# Start Here > Guest Forum >  What are some specific examples of government regulation that increase health insurance costs?

## Boshembechle

I don't doubt that there are some government policies out there that distort the insurance market. Can one of you guys please provide some specific regulations/laws/policies that result in higher costs for the average consumer in the health insurance market? Please do not say medicare or medicaid, as I am aware that these already drive costs up.

----------


## ctiger2

There are currently Federal Government regulations that prevent insurance companies from competing across state lines. 

Get rid of that and *Insurance* prices come *DOWN*.

The current health insurance system is a fascist monopolistic one.

----------


## oyarde

> There are currently Federal Government regulations that prevent insurance companies from competing across state lines. 
> 
> Get rid of that and *Insurance* prices come *DOWN*.
> 
> The current health insurance system is a fascist monopolistic one.


That is correct . It is criminal in nature , probably 100 companies and maybe a dozen can sell California.

----------


## juleswin

How about laws that require insurance companies to charge the same rate to men and women even though one of the sexes uses healthcare more frequently than the other..

Also the many requirement that forces everyone to carry coverage like fertility treatment for people who do not need it

Restricting the sale of insurance across state line as they explain to prevent a race to the bottom(read bottom price) with insurance

----------


## Boshembechle

Anything else besides the illegality of selling across state lines?

----------


## fisharmor

> How about laws that require insurance companies to charge the same rate to men and women even though one of the sexes uses healthcare more frequently than the other..
> 
> Also the many requirement that forces everyone to carry coverage like fertility treatment for people who do not need it


My policy covers me for mammograms and pap smears.
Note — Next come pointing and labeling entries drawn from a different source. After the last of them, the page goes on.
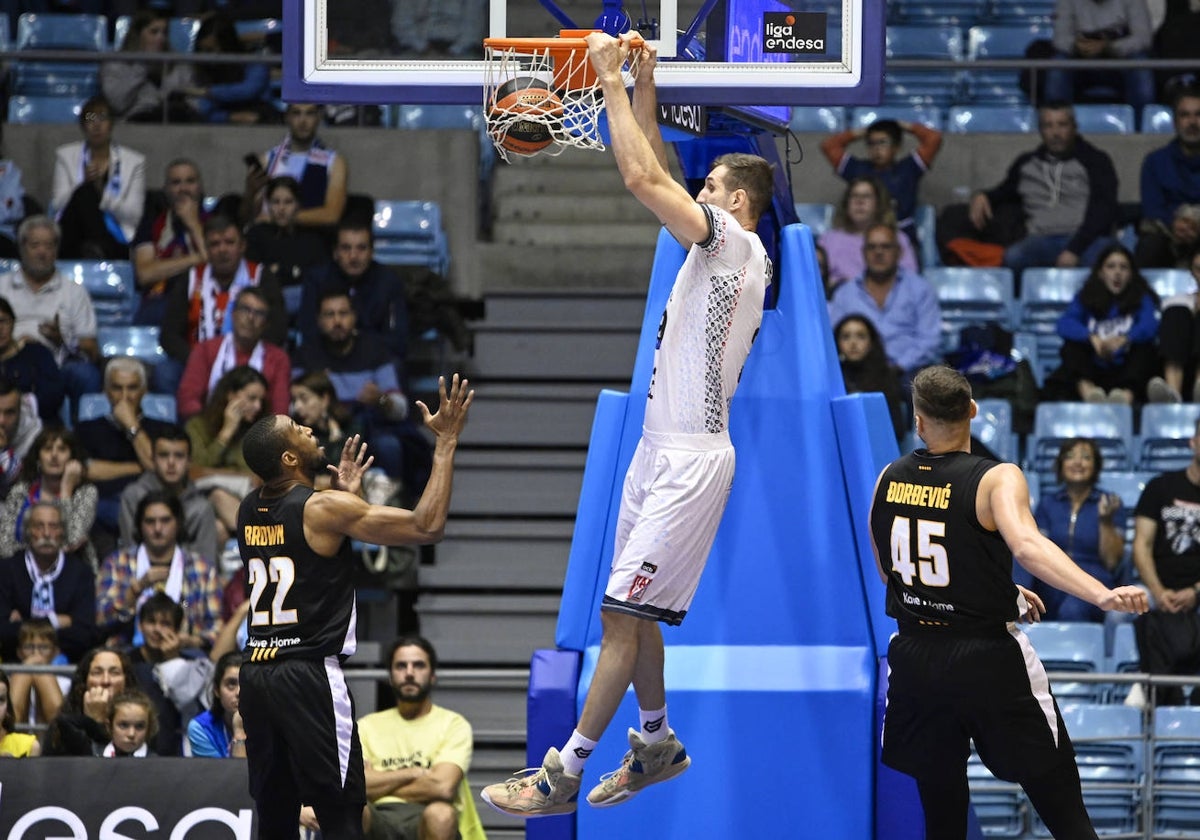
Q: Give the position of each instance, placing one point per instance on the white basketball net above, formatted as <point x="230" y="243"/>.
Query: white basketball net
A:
<point x="577" y="123"/>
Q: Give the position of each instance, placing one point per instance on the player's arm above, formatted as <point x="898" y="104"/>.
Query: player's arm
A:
<point x="636" y="160"/>
<point x="1003" y="503"/>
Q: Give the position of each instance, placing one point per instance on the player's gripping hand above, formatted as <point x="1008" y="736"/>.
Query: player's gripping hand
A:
<point x="1125" y="599"/>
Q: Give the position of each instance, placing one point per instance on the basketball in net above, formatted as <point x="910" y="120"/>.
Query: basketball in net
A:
<point x="531" y="113"/>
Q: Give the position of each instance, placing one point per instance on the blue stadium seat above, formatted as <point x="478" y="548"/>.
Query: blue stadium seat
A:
<point x="817" y="119"/>
<point x="1170" y="282"/>
<point x="1110" y="425"/>
<point x="934" y="118"/>
<point x="1165" y="432"/>
<point x="993" y="426"/>
<point x="28" y="109"/>
<point x="1104" y="119"/>
<point x="111" y="287"/>
<point x="1157" y="119"/>
<point x="817" y="216"/>
<point x="971" y="297"/>
<point x="1006" y="119"/>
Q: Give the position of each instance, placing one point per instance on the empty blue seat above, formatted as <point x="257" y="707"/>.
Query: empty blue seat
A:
<point x="817" y="119"/>
<point x="1104" y="119"/>
<point x="1005" y="119"/>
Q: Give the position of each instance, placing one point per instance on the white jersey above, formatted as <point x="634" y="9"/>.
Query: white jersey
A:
<point x="709" y="324"/>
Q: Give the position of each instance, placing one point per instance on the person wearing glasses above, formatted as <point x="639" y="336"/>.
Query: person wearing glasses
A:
<point x="899" y="303"/>
<point x="201" y="304"/>
<point x="213" y="358"/>
<point x="100" y="189"/>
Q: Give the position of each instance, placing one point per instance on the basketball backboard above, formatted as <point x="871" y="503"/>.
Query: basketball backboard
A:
<point x="712" y="52"/>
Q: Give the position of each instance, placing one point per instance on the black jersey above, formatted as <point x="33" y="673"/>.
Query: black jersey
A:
<point x="301" y="603"/>
<point x="945" y="569"/>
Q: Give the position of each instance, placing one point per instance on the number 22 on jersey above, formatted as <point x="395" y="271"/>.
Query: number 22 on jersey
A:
<point x="933" y="567"/>
<point x="282" y="573"/>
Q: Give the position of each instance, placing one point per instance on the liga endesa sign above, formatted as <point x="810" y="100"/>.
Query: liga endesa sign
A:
<point x="125" y="799"/>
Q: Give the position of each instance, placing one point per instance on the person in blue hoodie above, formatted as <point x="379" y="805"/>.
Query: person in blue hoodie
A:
<point x="1108" y="331"/>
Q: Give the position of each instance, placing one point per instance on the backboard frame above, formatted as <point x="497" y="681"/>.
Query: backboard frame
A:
<point x="310" y="75"/>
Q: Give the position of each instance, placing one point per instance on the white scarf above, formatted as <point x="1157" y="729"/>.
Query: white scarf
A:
<point x="42" y="604"/>
<point x="227" y="360"/>
<point x="214" y="323"/>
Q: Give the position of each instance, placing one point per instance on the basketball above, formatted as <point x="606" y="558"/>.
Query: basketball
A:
<point x="528" y="108"/>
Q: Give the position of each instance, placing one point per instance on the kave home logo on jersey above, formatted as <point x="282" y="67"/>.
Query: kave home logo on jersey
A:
<point x="793" y="31"/>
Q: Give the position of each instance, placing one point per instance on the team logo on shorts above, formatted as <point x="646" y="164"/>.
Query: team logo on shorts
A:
<point x="639" y="588"/>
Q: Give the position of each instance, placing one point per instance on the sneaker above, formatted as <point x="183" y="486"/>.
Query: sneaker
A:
<point x="537" y="791"/>
<point x="1157" y="390"/>
<point x="645" y="765"/>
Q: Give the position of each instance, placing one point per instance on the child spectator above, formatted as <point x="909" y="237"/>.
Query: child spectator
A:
<point x="1108" y="330"/>
<point x="864" y="203"/>
<point x="13" y="744"/>
<point x="132" y="724"/>
<point x="81" y="727"/>
<point x="37" y="697"/>
<point x="217" y="731"/>
<point x="883" y="139"/>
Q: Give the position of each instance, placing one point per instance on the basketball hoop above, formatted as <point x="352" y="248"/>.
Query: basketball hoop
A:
<point x="544" y="95"/>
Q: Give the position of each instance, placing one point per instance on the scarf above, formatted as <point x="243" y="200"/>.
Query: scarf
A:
<point x="227" y="360"/>
<point x="42" y="603"/>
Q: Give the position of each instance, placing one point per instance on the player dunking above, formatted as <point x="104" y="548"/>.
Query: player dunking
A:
<point x="946" y="527"/>
<point x="679" y="478"/>
<point x="301" y="743"/>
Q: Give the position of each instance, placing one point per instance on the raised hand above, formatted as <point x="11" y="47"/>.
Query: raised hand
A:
<point x="354" y="462"/>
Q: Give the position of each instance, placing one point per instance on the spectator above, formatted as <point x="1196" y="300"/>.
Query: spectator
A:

But let's leave aside for a second the fact that I have a penis.
My policy _doesn't_ cover important investigative work.  My daughter had an MRI last year to rule out any physical abnormalities that might be responsible for her developmental issues.
And we've been fighting for the last year because the hospital assured us it was covered, and our insurance company balked.  We got stuck with a $10,000 bill for a single MRI.

MUCH of the cost of that MRI comes from the fact that insurance companies fight them.  If the true cost of it was passed to us outside of insurance, it might have only been $2000, and we could have saved up and gotten it, or put it on credit, or used HSA money - the point is, there wouldn't be a year-long battle between three different parties and several employees at each one.
That's all overhead that costs money.

Now the first point is that if mammograms and pap smears weren't covered at all, there might be room on the table for occasional important investigative work.

The second and more important point is that mammograms and pap smears are regular procedures.  Nobody expects auto insurance to cover oil changes - but health insurance does exactly that.  It's not insurance, it's a really $#@!ty payment plan for regular maintenance.
So when something big does happen, it's an uphill battle because the machine you're plugged into is programmed to allow everything that's not why you have insurance just go through, and it's programmed to let everything that IS why you have insurance to cause a protracted battle.

----------


## brandon

If you want a very simple answer...


Medical Devices Tax

----------


## Todd

> I don't doubt that there are some government policies out there that distort the insurance market. Can one of you guys please provide some specific regulations/laws/policies that result in higher costs for the average consumer in the health insurance market? Please do not say medicare or medicaid, as I am aware that these already drive costs up.


Here ya go.   Got beacoup charts and everything.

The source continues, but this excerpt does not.